UPS can afford to spend (relatively) less than Yellow
The logistics business can be an expensive one to run; trucks don't come cheap.
Its single biggest operating cost, however, isn't equipment. Nor is it fuel, maintenance, or related services. It's people. Roughly half of every dollar's worth of revenue a shipping company collects is passed along to drivers and other workers in the form of pay or benefits. That's certainly true for United Parcel Service. For Yellow, the proportion is slightly higher.
That being said, fuel and other supplies aren't a cost to simply dismiss. They account for about one-fifth of Yellow's total operating costs. Purchased transportation (a logistics company's procurement of third-party shipping services when it's cheaper to do so than ferry goods yourself) can cost between 15% and 20% of revenue. The "other" spending that doesn't fit neatly into one category can rack up costs pretty quickly as well.
Add all those costs up, and you're not left with a ton of operating profit.
The graphic below comparing Yellow's 2022 operating expenses to UPS's puts things in perspective, illustrating how the two seemingly similar businesses can end with completely different profit results. UPS spends markedly less on compensation, fuel, and maintenance, allowing it to spend more on other items and still leave behind a healthy bottom line.
What's fueling the differences? Neither company says as much, but the big distinguishing factor here is scale and the leverage that comes with it. UPS has it. Yellow doesn't. United Parcel Service does roughly 20 times as much business as Yellow, allowing it to dictate terms to suppliers, vendors, and even customers. With Yellow, it's largely the other way around.
Persistently profitable for a reason
But will the newly forged agreement with the Teamsters change UPS's profit profile going forward? Maybe a little, but not a lot, if at all.
Again, while it's a logistics company's single-biggest expense, pay and benefits only chews up about half of a shipper's revenue. And for UPS, in 2022 it was less than half, falling from pre-COVID-19 norms of just above 50%. Last quarter's slight relative rise in this cost is a taste of what's to come, but the company's employed unionized drivers and workers for some time now. It's got a long history of keeping these cost pressures in check.
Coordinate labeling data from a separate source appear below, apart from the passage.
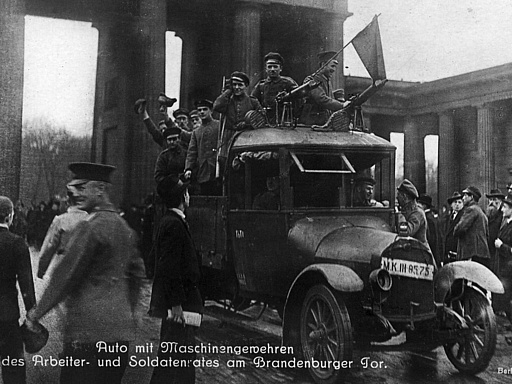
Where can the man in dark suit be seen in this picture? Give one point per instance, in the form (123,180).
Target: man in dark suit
(175,285)
(472,230)
(448,224)
(14,266)
(425,202)
(495,217)
(503,245)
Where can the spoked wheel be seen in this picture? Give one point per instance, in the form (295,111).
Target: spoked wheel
(474,346)
(325,333)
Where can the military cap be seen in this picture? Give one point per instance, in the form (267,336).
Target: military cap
(474,191)
(274,57)
(84,172)
(203,103)
(240,76)
(171,131)
(455,196)
(425,199)
(326,56)
(181,112)
(409,188)
(495,193)
(365,179)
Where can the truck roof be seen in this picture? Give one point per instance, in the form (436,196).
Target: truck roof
(305,138)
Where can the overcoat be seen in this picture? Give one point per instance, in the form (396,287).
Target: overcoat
(472,232)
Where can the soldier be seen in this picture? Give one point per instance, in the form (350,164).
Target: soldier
(425,202)
(58,234)
(15,268)
(267,89)
(472,230)
(202,150)
(320,102)
(171,161)
(494,218)
(156,133)
(234,104)
(175,287)
(363,192)
(99,281)
(182,119)
(413,221)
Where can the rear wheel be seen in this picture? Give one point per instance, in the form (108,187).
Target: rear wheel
(325,334)
(474,346)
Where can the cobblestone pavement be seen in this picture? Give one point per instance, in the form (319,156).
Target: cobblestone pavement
(221,328)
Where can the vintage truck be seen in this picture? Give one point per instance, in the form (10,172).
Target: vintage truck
(340,275)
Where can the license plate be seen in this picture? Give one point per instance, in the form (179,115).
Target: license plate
(408,268)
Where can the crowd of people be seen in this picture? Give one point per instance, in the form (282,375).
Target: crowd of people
(90,254)
(463,231)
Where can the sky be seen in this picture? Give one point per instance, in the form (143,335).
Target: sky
(423,40)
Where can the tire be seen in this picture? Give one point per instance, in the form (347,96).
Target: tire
(325,333)
(473,349)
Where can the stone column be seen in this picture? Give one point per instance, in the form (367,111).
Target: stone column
(448,165)
(414,154)
(334,42)
(484,138)
(12,34)
(247,39)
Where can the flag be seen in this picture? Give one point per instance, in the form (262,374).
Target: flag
(369,48)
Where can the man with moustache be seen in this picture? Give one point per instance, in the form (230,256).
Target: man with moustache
(494,217)
(202,151)
(267,89)
(472,231)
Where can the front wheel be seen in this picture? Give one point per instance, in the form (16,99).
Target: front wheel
(474,345)
(325,334)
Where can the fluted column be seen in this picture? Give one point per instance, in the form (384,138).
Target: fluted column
(247,39)
(447,169)
(12,32)
(485,147)
(414,154)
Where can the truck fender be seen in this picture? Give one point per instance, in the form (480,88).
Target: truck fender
(468,270)
(340,277)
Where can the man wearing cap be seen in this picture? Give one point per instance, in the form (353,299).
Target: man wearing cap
(413,222)
(171,161)
(15,267)
(98,280)
(503,245)
(267,89)
(58,234)
(363,192)
(175,286)
(182,120)
(494,218)
(164,103)
(234,103)
(195,119)
(451,219)
(425,203)
(472,230)
(202,151)
(320,102)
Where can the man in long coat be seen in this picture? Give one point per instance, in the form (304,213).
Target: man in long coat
(472,230)
(99,280)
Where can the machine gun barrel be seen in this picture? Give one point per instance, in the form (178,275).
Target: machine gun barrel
(367,93)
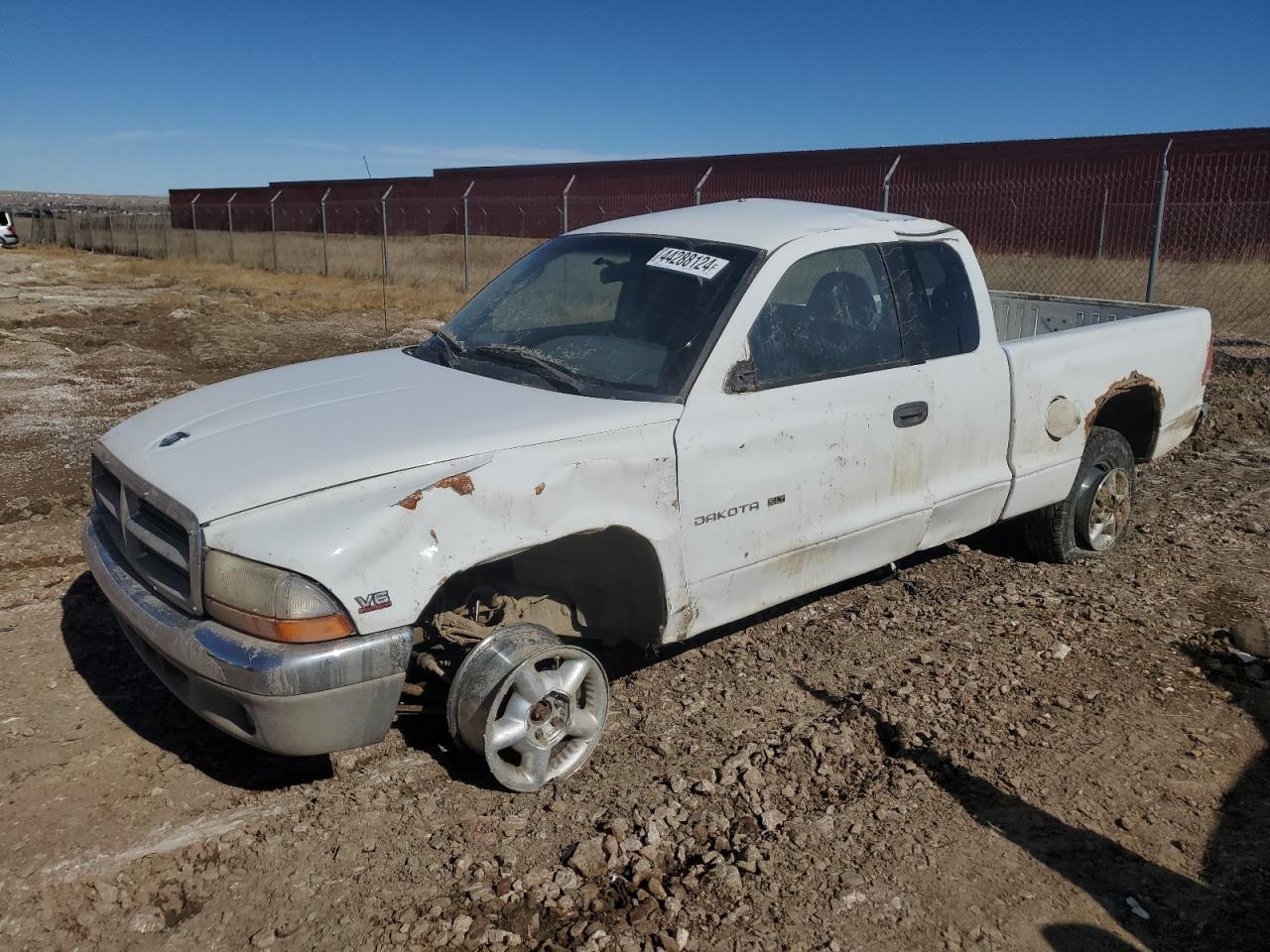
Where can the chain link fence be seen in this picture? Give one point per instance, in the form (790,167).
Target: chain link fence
(1194,230)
For that matter, while gasoline and diesel prices are also somewhat dialed back from last year's levels, they're still high by historical standards. Presuming they'll normalize in the foreseeable future, look for 100 to 200 basis points' worth of wider profit margins on that front soon as well.
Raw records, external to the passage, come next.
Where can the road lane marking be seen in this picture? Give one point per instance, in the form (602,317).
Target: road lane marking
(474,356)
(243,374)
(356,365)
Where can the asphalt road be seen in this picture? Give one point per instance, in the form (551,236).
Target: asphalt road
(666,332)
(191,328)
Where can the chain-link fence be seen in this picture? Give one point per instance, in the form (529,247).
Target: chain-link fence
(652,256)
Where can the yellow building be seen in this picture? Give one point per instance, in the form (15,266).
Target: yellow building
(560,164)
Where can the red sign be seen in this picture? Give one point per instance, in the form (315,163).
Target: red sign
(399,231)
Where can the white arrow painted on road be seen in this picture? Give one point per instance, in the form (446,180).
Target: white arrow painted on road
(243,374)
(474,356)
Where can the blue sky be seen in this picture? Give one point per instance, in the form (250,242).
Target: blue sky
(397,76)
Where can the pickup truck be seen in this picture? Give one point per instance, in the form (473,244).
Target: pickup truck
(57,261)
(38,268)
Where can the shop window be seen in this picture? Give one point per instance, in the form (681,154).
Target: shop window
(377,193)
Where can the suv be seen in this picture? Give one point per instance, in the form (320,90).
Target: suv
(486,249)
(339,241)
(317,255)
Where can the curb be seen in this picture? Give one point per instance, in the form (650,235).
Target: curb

More than anything, though, notice that United Parcel Service has found a way to maintain and even widen profit margin rates in an environment where doing so couldn't have been easy. Last quarter's operating profit of 12.6% of revenue is actually still above its pre-pandemic and post-pandemic average of around 11.2%.
Connect the dots. There's some room here for the moderately higher paychecks UPS drivers have in their future. The logistics company should be able to continue finding ways to squeeze out other kinds of costs.
Nothing worth sweating
Don't misunderstand. UPS has a brewing wave of cost increases to figure out. That works against shareholders while the company adjusts; it might work against them on a permanent basis if these rising costs can't be offset in other ways.
If you're specifically steering clear of United Parcel Service because of Yellow's Teamster-prompted bankruptcy and wind-down, though, don't. Yellow was struggling to maintain profitability for years prior to this week's announcement. UPS doesn't have such a problem, even when it's been forced to come up with new deals with its workers' labor union. That's not apt to change now.
Then there's the other not-so-small difference. That is, whereas Yellow largely serves the business-to-business market, UPS caters to consumers looking for at-home deliveries of goods ordered online. That market's in no immediate jeopardy of drying up the way the business-to-business market is starting to struggle in the wake of the economic slowdown. Indeed, online shoppers have shown rather surprising resilience even in the shadow of higher shipping costs -- even when they're buried in higher online retail prices and labeled as "free."